I shall not attempt to describe the final process; suffice it that the demoniac consciousness drew away; he was but the excrement of the demon, and as that excrement he was flung filthily further into the abyss of blackness and of night whose name is death.
I rose with ashen cheeks. I stammered; “He is dead.” The male nurse bent over the body. “Yes!” he echoed, “he is dead.” And it seemed as if the whole Universe gathered itself into one ghastly laugh of hate and horror. “Dead!”
IV
I resumed my seat. I felt that I must know that all was well, that death had ended all. Woe to humanity! The consciousness of Arthur was more alive than ever. It was the black fear of falling, a dumb ecstasy of changeless fear. There were no waves upon that sea of shame, no troubling of those accursed Waters by any thought. There was no hope of any ground to that abyss, no thought that it might stop. So tireless was that fall that even acceleration was absent; it was constant and level as the fall of a star.
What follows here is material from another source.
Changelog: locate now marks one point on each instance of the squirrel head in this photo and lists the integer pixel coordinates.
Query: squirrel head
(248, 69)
There was not even a feeling of pace; infinitely fast as it must be, judging from the peculiar dread which it inspired, it was yet infinitely slow, having regard to the infinitude of the abyss.
I took measures not to be disturbed by the duties that men—how foolishly!—pay to the dead; and I took refuge in a cigarette.
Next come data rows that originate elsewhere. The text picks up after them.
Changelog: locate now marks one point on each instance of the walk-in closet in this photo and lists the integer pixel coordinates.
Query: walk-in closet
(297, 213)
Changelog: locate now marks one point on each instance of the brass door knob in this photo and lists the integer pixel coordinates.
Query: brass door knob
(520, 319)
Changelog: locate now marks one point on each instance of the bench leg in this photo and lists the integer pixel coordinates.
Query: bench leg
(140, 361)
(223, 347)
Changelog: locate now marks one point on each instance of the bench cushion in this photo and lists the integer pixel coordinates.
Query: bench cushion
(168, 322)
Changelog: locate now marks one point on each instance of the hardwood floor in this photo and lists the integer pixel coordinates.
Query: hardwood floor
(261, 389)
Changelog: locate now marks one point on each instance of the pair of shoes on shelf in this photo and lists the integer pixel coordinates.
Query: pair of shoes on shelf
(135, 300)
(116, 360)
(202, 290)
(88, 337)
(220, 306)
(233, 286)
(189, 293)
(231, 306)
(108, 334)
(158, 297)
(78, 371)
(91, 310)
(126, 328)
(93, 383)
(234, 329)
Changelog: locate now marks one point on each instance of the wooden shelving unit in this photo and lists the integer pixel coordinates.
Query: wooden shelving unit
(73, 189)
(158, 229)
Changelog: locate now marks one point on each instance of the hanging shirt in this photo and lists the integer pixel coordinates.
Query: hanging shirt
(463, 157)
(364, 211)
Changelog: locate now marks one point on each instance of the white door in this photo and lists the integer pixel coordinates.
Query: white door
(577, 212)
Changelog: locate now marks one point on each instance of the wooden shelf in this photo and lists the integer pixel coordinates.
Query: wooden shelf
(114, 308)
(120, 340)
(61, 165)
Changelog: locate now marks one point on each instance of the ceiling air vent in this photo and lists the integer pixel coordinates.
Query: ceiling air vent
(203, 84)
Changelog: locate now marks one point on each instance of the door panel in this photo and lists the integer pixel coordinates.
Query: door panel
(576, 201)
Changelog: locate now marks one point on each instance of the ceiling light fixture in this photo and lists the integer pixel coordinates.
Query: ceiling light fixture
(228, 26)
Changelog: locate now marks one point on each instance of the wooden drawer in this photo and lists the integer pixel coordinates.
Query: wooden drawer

It was now for the first time, strangely enough, that I began to consider the possibility of helping him.
I analysed the position. It must be his thought, or I could not read it. I had no reason to conjecture that any other thoughts could reach me. He must be alive in the true sense of the word; it was he and not another that was the prey of this fear ineffable. Of this fear it was evident that there must be a physical basis in the constitution of his brain and body. All the other phenomena had been shown to correspond exactly with a physical condition; it was the reflection in a consciousness from which human limitation had fallen away, of things actually taking place in the body.